Pues bien, el ejercicio del derecho de legítima defensa está condicionado a la concurrencia de una serie de condiciones que no se cumplen en este caso. Entre ellas, debemos destacar la necesidad de un ataque previo procedente de las embarcaciones —y si se me apura, sería necesario que éstas fueran buques de guerra, en este caso, turcos. Además, la defensa para ser legítima tendría que ir dirigida a repeler el ataque de tal forma que fuera proporcional al mismo, lo que tampoco sucede en este asunto, a la vista de los resultados provocados por el asalto.

Tampoco consideramos que el llamado derecho de visita permita avalar la actuación de las tropas israelíes. Para que así fuese, el buque a inspeccionar en aguas internacionales debería ser sospechoso de dedicarse a actividades ilícitas como la piratería o el trasporte de esclavos. La inspección debería haberse efectuado «con todas las consideraciones posibles», tal como exige la Convención de Naciones Unidas sobre derecho del mar de 10 de diciembre de 1982. Aunque Israel y Turquía no la han suscrito, sus reglas les son aplicables en la medida en que también tienen carácter de costumbre internacional.

En cualquier caso, lo que resulta determinante es que el ejército israelí no pretendía verificar si se trataba de un convoy humanitario, sino que, sencillamente, su objetivo último era no dejar que pasaran. Esta prohibición, por sí misma, contraviene la libertad de navegación que rige las aguas internacionales, pero ha sido justificada por Israel argumentando la existencia de un bloqueo decretado por él mismo. Y ello aún a sabiendas de que el bloqueo de costas y puertos constituye una de las formas de agresión según lo establecido por la Asamblea General de las Naciones Unidas en su Resolución 3314 (XXIX) de 14 de diciembre de 1974.

Todo este cúmulo de ilegalidades se suma a la que se encuentra en el trasfondo de toda esta problemática: la oposición armada de Israel a que el pueblo palestino pueda ejercer su derecho a la libre determinación y su constitución en un Estado soberano. Junto a la prohibición de amenazar o usar la fuerza armada, los Estados acordaron que el Consejo de Seguridad de las Naciones Unidas fuese el único órgano que autorizase su uso, en los casos en los que la paz y seguridad internacionales estuviesen comprometidas. Israel, temeroso de que la flotilla de la libertad pudiera poner en jaque su seguridad, debería haber acudido a este órgano principal. Allí, hubiese encontrado el apoyo de su aliado estadounidense que, manejando sus miembros a su antojo, podría haber adoptado medidas tan contundentes como las que acaban de aprobarse contra Irán.
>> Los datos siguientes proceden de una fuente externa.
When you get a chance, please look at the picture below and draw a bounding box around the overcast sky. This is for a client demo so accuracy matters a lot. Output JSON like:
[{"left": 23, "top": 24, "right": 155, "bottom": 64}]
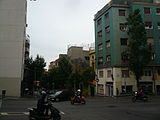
[{"left": 27, "top": 0, "right": 110, "bottom": 68}]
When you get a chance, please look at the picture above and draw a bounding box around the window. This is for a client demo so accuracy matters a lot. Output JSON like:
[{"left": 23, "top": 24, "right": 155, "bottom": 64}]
[
  {"left": 156, "top": 8, "right": 160, "bottom": 15},
  {"left": 107, "top": 70, "right": 112, "bottom": 78},
  {"left": 144, "top": 7, "right": 150, "bottom": 14},
  {"left": 122, "top": 70, "right": 129, "bottom": 77},
  {"left": 106, "top": 41, "right": 110, "bottom": 48},
  {"left": 85, "top": 56, "right": 89, "bottom": 61},
  {"left": 98, "top": 57, "right": 103, "bottom": 65},
  {"left": 98, "top": 44, "right": 103, "bottom": 51},
  {"left": 145, "top": 22, "right": 153, "bottom": 29},
  {"left": 119, "top": 10, "right": 126, "bottom": 16},
  {"left": 105, "top": 13, "right": 109, "bottom": 20},
  {"left": 97, "top": 18, "right": 102, "bottom": 25},
  {"left": 106, "top": 55, "right": 111, "bottom": 62},
  {"left": 99, "top": 71, "right": 103, "bottom": 78},
  {"left": 105, "top": 26, "right": 110, "bottom": 33},
  {"left": 120, "top": 38, "right": 128, "bottom": 46},
  {"left": 119, "top": 23, "right": 127, "bottom": 31},
  {"left": 121, "top": 54, "right": 129, "bottom": 61},
  {"left": 144, "top": 70, "right": 152, "bottom": 76},
  {"left": 158, "top": 22, "right": 160, "bottom": 29},
  {"left": 98, "top": 31, "right": 102, "bottom": 38},
  {"left": 151, "top": 53, "right": 155, "bottom": 61}
]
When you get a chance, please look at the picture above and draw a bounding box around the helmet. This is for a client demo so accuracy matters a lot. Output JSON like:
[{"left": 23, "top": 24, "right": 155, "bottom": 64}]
[
  {"left": 41, "top": 90, "right": 47, "bottom": 98},
  {"left": 77, "top": 89, "right": 81, "bottom": 92}
]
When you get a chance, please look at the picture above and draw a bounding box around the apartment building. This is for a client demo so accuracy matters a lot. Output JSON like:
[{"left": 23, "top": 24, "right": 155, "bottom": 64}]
[
  {"left": 94, "top": 0, "right": 160, "bottom": 96},
  {"left": 0, "top": 0, "right": 27, "bottom": 97}
]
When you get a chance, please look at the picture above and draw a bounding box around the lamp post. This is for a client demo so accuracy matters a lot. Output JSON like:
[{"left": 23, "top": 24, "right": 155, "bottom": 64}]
[{"left": 124, "top": 74, "right": 126, "bottom": 93}]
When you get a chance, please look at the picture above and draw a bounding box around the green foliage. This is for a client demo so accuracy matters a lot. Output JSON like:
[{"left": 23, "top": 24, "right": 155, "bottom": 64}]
[
  {"left": 69, "top": 72, "right": 82, "bottom": 91},
  {"left": 23, "top": 55, "right": 46, "bottom": 91},
  {"left": 126, "top": 9, "right": 151, "bottom": 88},
  {"left": 46, "top": 57, "right": 73, "bottom": 89},
  {"left": 81, "top": 67, "right": 95, "bottom": 87}
]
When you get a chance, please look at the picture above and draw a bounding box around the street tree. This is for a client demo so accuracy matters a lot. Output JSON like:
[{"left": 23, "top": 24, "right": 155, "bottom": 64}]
[
  {"left": 46, "top": 57, "right": 73, "bottom": 89},
  {"left": 23, "top": 55, "right": 46, "bottom": 91},
  {"left": 126, "top": 9, "right": 151, "bottom": 89},
  {"left": 81, "top": 67, "right": 95, "bottom": 88}
]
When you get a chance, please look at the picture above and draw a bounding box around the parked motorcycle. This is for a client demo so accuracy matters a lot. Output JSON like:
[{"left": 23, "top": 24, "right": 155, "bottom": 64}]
[
  {"left": 28, "top": 100, "right": 61, "bottom": 120},
  {"left": 132, "top": 91, "right": 148, "bottom": 102},
  {"left": 71, "top": 95, "right": 86, "bottom": 104}
]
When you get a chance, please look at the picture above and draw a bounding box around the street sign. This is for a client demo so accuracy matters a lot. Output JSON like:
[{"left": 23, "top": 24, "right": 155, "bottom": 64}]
[{"left": 95, "top": 78, "right": 99, "bottom": 82}]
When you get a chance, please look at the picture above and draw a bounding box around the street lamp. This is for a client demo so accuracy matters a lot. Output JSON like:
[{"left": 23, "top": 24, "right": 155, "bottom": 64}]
[{"left": 124, "top": 74, "right": 126, "bottom": 93}]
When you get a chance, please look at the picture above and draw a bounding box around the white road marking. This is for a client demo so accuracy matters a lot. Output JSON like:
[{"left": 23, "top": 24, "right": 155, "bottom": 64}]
[
  {"left": 1, "top": 113, "right": 9, "bottom": 116},
  {"left": 0, "top": 112, "right": 29, "bottom": 116},
  {"left": 23, "top": 112, "right": 29, "bottom": 115},
  {"left": 60, "top": 111, "right": 65, "bottom": 115}
]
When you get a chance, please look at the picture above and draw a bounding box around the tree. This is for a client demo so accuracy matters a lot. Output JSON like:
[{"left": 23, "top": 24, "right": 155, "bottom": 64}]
[
  {"left": 126, "top": 9, "right": 151, "bottom": 89},
  {"left": 69, "top": 72, "right": 82, "bottom": 91},
  {"left": 46, "top": 57, "right": 73, "bottom": 90},
  {"left": 81, "top": 67, "right": 95, "bottom": 88},
  {"left": 23, "top": 55, "right": 46, "bottom": 92},
  {"left": 58, "top": 57, "right": 73, "bottom": 88}
]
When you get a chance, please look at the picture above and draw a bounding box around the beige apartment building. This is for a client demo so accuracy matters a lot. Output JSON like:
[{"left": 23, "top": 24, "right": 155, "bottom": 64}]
[{"left": 0, "top": 0, "right": 27, "bottom": 97}]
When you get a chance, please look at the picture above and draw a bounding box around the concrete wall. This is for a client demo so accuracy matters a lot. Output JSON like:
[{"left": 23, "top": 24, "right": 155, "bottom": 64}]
[{"left": 0, "top": 0, "right": 26, "bottom": 97}]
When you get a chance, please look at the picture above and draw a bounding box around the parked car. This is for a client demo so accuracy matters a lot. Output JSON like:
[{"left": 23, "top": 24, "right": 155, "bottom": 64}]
[{"left": 48, "top": 90, "right": 74, "bottom": 102}]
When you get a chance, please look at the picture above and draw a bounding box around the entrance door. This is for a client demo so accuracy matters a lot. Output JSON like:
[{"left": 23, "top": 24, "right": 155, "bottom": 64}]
[{"left": 106, "top": 83, "right": 113, "bottom": 96}]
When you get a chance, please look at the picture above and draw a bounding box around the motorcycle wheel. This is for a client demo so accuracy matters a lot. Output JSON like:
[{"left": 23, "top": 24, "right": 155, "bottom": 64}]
[
  {"left": 53, "top": 114, "right": 61, "bottom": 120},
  {"left": 132, "top": 97, "right": 136, "bottom": 103}
]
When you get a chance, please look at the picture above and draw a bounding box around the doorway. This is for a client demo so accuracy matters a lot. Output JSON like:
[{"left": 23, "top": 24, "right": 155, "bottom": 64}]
[{"left": 105, "top": 82, "right": 113, "bottom": 96}]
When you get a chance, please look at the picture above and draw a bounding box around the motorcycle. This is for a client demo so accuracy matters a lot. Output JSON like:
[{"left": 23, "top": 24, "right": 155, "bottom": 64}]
[
  {"left": 132, "top": 91, "right": 148, "bottom": 102},
  {"left": 28, "top": 100, "right": 61, "bottom": 120},
  {"left": 71, "top": 95, "right": 86, "bottom": 104}
]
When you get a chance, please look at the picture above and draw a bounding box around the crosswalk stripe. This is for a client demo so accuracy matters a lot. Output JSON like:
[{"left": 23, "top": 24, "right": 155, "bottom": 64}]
[
  {"left": 0, "top": 112, "right": 29, "bottom": 116},
  {"left": 1, "top": 113, "right": 8, "bottom": 116}
]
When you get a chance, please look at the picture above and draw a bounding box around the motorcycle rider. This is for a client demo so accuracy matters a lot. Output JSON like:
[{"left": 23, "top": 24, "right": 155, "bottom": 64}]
[
  {"left": 37, "top": 90, "right": 49, "bottom": 115},
  {"left": 75, "top": 89, "right": 82, "bottom": 102}
]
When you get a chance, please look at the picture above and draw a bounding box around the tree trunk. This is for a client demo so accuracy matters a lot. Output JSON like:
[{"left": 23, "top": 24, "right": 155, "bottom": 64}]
[{"left": 136, "top": 77, "right": 140, "bottom": 91}]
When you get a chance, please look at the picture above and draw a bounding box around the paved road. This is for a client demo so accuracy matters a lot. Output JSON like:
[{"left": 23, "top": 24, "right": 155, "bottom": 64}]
[{"left": 0, "top": 96, "right": 160, "bottom": 120}]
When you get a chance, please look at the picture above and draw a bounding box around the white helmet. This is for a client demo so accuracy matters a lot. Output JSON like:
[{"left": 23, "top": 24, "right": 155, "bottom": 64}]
[{"left": 77, "top": 89, "right": 81, "bottom": 92}]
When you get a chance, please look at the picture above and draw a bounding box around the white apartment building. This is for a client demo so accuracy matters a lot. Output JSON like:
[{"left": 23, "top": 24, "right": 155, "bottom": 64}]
[{"left": 0, "top": 0, "right": 27, "bottom": 97}]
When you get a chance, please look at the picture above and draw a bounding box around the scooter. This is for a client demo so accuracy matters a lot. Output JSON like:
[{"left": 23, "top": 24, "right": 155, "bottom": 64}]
[
  {"left": 28, "top": 101, "right": 61, "bottom": 120},
  {"left": 71, "top": 95, "right": 86, "bottom": 104},
  {"left": 132, "top": 91, "right": 148, "bottom": 102}
]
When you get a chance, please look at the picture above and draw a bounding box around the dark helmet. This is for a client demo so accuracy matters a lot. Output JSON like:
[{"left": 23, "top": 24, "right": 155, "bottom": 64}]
[{"left": 41, "top": 91, "right": 47, "bottom": 98}]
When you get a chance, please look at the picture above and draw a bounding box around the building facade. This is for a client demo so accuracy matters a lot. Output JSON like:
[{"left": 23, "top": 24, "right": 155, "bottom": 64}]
[
  {"left": 0, "top": 0, "right": 27, "bottom": 97},
  {"left": 94, "top": 0, "right": 160, "bottom": 96}
]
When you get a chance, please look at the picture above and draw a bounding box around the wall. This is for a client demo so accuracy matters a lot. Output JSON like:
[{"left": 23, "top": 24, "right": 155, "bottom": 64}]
[{"left": 0, "top": 0, "right": 26, "bottom": 97}]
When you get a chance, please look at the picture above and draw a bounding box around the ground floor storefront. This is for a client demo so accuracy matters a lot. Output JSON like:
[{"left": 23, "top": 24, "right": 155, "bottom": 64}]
[{"left": 96, "top": 67, "right": 160, "bottom": 96}]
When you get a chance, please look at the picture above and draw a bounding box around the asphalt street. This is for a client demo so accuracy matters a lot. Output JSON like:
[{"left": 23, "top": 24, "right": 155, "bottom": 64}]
[{"left": 0, "top": 96, "right": 160, "bottom": 120}]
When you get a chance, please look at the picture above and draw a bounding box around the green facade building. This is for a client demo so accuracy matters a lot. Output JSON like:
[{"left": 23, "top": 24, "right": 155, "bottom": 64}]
[{"left": 94, "top": 0, "right": 160, "bottom": 96}]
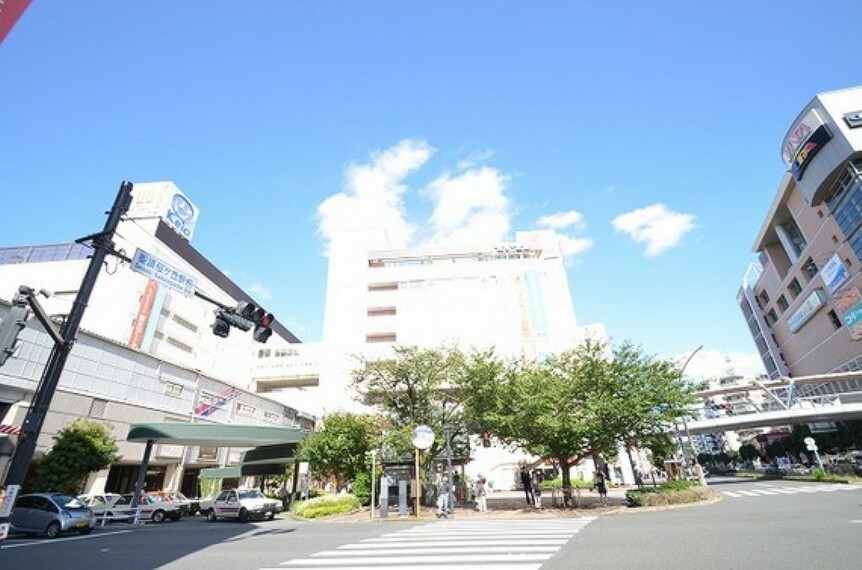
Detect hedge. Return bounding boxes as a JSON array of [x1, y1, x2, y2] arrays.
[[626, 480, 717, 507], [291, 494, 361, 519]]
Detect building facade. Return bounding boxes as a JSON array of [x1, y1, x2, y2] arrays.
[[739, 86, 862, 396], [0, 182, 311, 495]]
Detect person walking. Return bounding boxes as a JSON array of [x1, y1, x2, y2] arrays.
[[476, 475, 488, 513], [594, 470, 608, 506], [519, 467, 533, 505]]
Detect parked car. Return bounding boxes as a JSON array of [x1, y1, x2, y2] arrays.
[[121, 493, 182, 523], [154, 491, 200, 517], [78, 493, 139, 523], [10, 493, 96, 538], [203, 488, 282, 522]]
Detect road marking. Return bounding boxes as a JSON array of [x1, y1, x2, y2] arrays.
[[850, 520, 862, 524], [275, 518, 594, 569], [0, 530, 132, 549], [721, 491, 742, 498]]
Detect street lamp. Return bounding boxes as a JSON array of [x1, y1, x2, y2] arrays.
[[677, 345, 707, 484]]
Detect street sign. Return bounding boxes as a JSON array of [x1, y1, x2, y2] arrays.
[[412, 425, 435, 450], [804, 437, 818, 451], [130, 248, 197, 297]]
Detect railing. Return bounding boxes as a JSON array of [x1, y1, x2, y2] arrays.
[[548, 486, 581, 508]]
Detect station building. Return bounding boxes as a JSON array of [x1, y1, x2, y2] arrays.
[[739, 86, 862, 398], [0, 182, 312, 496]]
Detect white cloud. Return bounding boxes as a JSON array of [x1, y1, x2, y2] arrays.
[[611, 203, 695, 256], [557, 234, 594, 258], [456, 149, 495, 170], [673, 347, 766, 381], [537, 210, 585, 230], [248, 282, 273, 300], [317, 139, 434, 252], [425, 166, 511, 246]]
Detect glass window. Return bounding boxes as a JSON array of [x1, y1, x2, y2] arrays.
[[767, 309, 778, 326], [803, 258, 818, 279], [758, 290, 770, 305], [828, 310, 842, 330], [777, 296, 788, 311], [789, 278, 802, 297]]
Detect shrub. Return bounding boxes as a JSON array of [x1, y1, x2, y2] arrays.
[[353, 471, 372, 506], [291, 494, 360, 519], [626, 480, 716, 507]]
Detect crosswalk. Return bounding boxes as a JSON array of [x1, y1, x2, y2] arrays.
[[720, 483, 862, 499], [265, 518, 595, 570]]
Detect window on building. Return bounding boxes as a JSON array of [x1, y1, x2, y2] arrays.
[[89, 398, 108, 419], [779, 218, 807, 259], [171, 313, 198, 333], [777, 295, 788, 311], [366, 333, 396, 343], [166, 336, 194, 354], [828, 310, 842, 330], [199, 392, 216, 406], [367, 306, 397, 317], [789, 278, 802, 298], [197, 446, 219, 461], [758, 290, 770, 305], [236, 402, 256, 416], [368, 282, 398, 292], [803, 257, 818, 279], [264, 411, 280, 424], [767, 309, 778, 327]]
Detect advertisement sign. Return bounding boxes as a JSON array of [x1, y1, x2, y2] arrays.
[[127, 182, 200, 241], [787, 288, 827, 333], [782, 108, 833, 180], [821, 253, 850, 294], [129, 280, 158, 349], [130, 249, 197, 297], [838, 288, 862, 341], [193, 388, 240, 417]]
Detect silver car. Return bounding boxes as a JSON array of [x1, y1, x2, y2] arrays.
[[10, 493, 96, 538], [204, 489, 282, 522]]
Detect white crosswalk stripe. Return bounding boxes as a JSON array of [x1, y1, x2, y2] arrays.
[[267, 518, 595, 569], [721, 484, 862, 499]]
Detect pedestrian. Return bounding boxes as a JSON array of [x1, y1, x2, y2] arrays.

Turquía sí ha recurrido para denunciar los hechos, pero sólo ha logrado una declaración testimonial de su Presidencia; quizás, porque no cuenta con tan buenos amigos. Los implicados pueden emprender sus investigaciones. Sin embargo, lo idóneo sería una investigación internacional, imparcial y objetiva. El Consejo de Derechos Humanos de las Naciones Unidas ha conseguido establecerla, aunque para ello ha tenido que salvar la oposición de EE UU; el único que está en condiciones de forzar la resolución de la cuestión palestina.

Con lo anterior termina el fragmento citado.